Antik Pekin Rasathanesi Müzesi’ndeki teleskop öncesi aletlerin Çin ve Batı’daki iki farklı anlayışı eklektik şekilde bir araya getirdiği gözleniyor.
“GÖĞÜN OĞLU” VE “GÖKSEL YETKİ”
Çin’deki gök bilim çalışmalarının tarihi 3 bin yıl geriye gidiyor. İmparatorluk gök bilimcileri, klasik Çin kozmolojisine göre “Göğün Oğlu” olduğuna inanılan İmparator’u, semavi düzen ve değişimleri hakkında bilgilendiriyorlardı. İmparator, yönetme yetkisini “göklerden” alıyordu. Adil olmayan, hatalı bir idare, “göğün hükmünün” değişmesine, imparatorun “göksel yetkisini” kaybetmesine yol açabilirdi. Bu sebeple gök bilimi, iktidarı ve siyaseti yakından ilgilendiren bir faaliyet alanıydı.
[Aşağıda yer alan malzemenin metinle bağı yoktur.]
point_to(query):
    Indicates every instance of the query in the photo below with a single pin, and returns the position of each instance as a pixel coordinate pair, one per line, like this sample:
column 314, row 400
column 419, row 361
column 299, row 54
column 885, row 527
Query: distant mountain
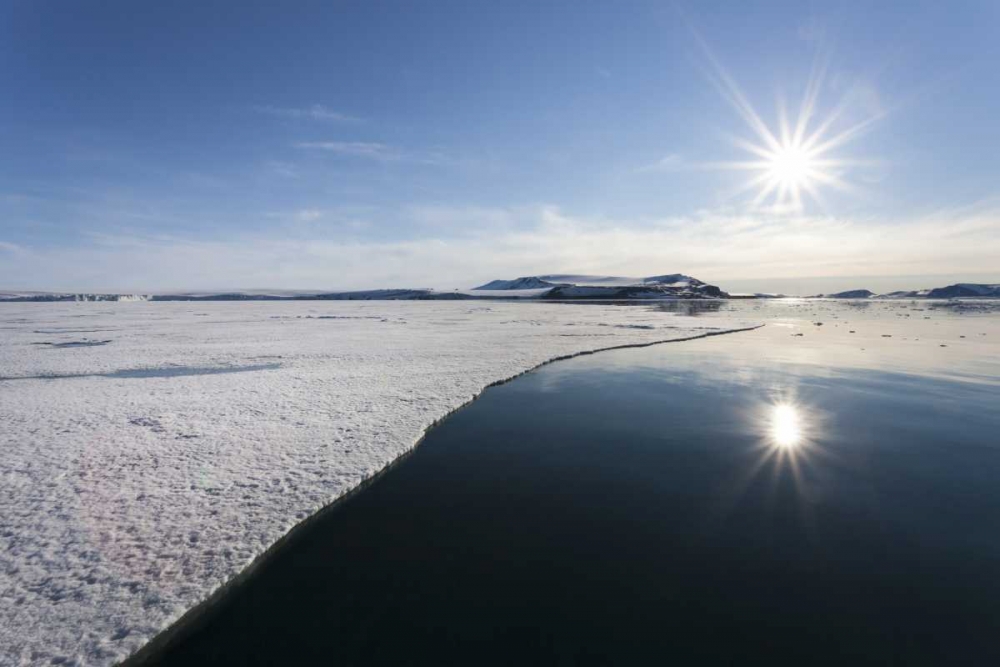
column 964, row 290
column 529, row 282
column 551, row 286
column 573, row 286
column 851, row 294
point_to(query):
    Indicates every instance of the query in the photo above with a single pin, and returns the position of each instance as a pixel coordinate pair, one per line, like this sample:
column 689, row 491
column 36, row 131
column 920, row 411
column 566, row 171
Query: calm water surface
column 761, row 498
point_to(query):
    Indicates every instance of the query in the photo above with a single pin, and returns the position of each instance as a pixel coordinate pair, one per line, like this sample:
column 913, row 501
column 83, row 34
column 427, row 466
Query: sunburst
column 791, row 162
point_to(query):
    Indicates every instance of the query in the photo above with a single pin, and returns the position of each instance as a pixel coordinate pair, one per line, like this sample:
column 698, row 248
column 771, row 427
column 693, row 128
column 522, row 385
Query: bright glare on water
column 786, row 427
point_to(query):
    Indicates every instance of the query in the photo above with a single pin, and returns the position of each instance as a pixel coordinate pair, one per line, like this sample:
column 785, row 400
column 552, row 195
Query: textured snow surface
column 150, row 451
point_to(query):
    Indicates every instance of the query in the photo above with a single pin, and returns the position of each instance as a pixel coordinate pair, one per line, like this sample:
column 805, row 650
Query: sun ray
column 793, row 162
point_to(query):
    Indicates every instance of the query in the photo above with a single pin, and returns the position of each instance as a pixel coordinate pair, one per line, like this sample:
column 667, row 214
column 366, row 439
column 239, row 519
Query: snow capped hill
column 529, row 282
column 574, row 286
column 965, row 289
column 851, row 294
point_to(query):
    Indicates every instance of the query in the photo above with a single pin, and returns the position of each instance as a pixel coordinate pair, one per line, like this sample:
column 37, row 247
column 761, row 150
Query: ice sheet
column 150, row 451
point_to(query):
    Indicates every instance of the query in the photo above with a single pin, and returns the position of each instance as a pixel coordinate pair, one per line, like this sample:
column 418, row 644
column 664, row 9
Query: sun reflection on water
column 786, row 426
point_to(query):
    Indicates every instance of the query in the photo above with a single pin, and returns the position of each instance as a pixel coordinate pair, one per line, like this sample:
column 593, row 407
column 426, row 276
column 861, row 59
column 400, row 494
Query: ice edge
column 189, row 620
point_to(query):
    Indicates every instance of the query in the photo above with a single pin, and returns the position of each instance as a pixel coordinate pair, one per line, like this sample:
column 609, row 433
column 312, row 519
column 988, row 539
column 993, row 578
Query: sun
column 786, row 426
column 791, row 162
column 791, row 167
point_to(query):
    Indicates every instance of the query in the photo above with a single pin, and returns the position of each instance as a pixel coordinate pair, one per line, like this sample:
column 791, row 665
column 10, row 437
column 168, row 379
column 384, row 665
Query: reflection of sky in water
column 692, row 500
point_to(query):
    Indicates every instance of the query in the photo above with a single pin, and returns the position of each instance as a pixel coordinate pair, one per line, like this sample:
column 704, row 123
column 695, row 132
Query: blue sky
column 204, row 145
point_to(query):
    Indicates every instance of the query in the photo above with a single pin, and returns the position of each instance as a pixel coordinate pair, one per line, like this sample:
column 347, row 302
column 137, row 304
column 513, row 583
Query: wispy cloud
column 670, row 162
column 314, row 112
column 373, row 150
column 717, row 246
column 365, row 149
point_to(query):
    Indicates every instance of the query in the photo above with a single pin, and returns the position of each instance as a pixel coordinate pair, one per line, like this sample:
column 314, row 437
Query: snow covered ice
column 150, row 451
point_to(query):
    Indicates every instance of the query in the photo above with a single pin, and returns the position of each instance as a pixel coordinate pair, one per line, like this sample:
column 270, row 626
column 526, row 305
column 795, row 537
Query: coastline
column 192, row 619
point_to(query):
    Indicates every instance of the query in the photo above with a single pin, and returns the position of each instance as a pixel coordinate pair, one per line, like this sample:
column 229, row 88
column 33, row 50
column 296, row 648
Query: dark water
column 636, row 508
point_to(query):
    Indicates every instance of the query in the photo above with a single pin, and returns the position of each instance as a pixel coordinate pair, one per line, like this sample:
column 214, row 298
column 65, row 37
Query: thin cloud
column 373, row 150
column 671, row 162
column 314, row 112
column 717, row 246
column 365, row 149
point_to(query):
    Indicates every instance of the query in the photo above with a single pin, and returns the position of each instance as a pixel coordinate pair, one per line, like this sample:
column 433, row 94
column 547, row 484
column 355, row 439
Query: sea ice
column 150, row 451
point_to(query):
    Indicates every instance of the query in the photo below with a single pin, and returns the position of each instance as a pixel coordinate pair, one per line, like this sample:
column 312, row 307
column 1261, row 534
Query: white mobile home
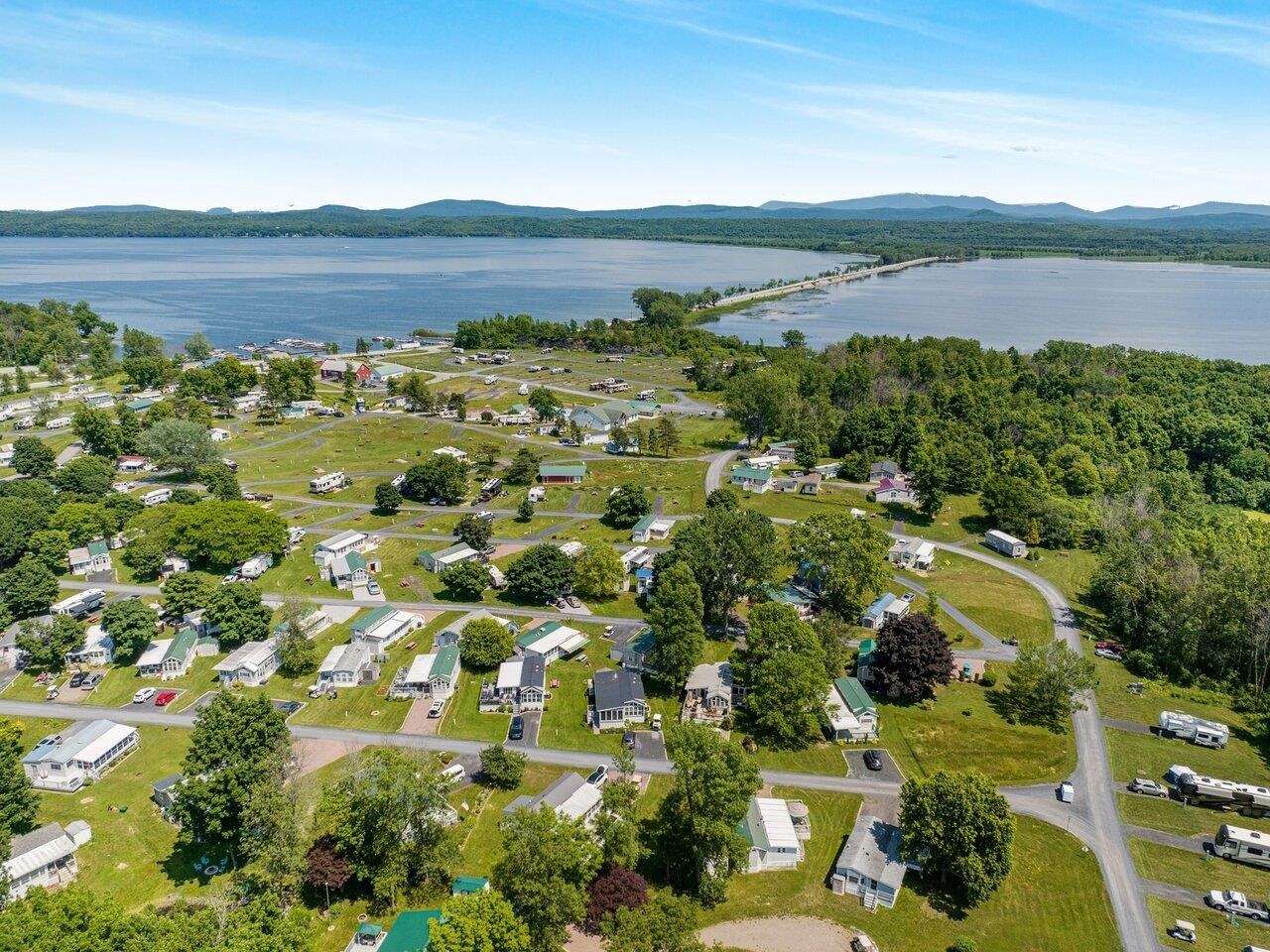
column 327, row 483
column 1005, row 543
column 84, row 752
Şang Hanedanı devrinde, MÖ 1300 civarında ilk yıldız haritasının yapıldığı tahmin ediliyor. Takımyıldızları “hane” adı verilen 28 bölgeye ayıran Çin’e özgü sınıflandırmaya bu devirden kalma “kehanet kemikleri” adı verilen arkeolojik bulgularda rastlanıyor.
Düzenli astronomik gözlemler ve buna ilişkin detaylı kayıtların ilk örnekleri Savaşan Devletler döneminde (MÖ 475-221) ortaya çıktı, klasik Çin imparatorluk anlayışının şekillendiği Han Hanedanı dönemi (MÖ 206-MS 220) ve sonrasında gelişti ve kurumlaştı.
Budizm’in Çin’de yayılmasıyla Hint gök biliminin kavramları, Doğu Han Hanedanı döneminden (25-220) itibaren özellikle Tang Hanedanı döneminde (618-907) benimsenmeye başlandı.
9 ve 12. yüzyıllarda altın açığını yaşayan İslam gök biliminin kavram ve bulguları da Moğol kökenli Yuan Hanedanı döneminde (1271-1368) Saray’da görevlendirilen Müslüman gök bilimcilerle Çin topraklarına ulaştı. Çin’e 16. yüzyılın sonundan itibaren girmeye başlayan Hristiyan Cizvit misyonerler ise Batı’nın astronomi kavram ve araçlarını aktardı. Cizvitler, Çin’de matematik, astronomi, haritacılık, coğrafya gibi bilimsel ve teknik alanların gelişimine katkıda bulundu.
Bugün ileri teknolojiye sahip çok sayıda teleskoba ve gözlemevine ev sahipliği yapan ayrıca kendi uzay programını yürüten Çin, “modern gök bilimi alanında en ileri ülkelerden birisi” konumunda bulunuyor.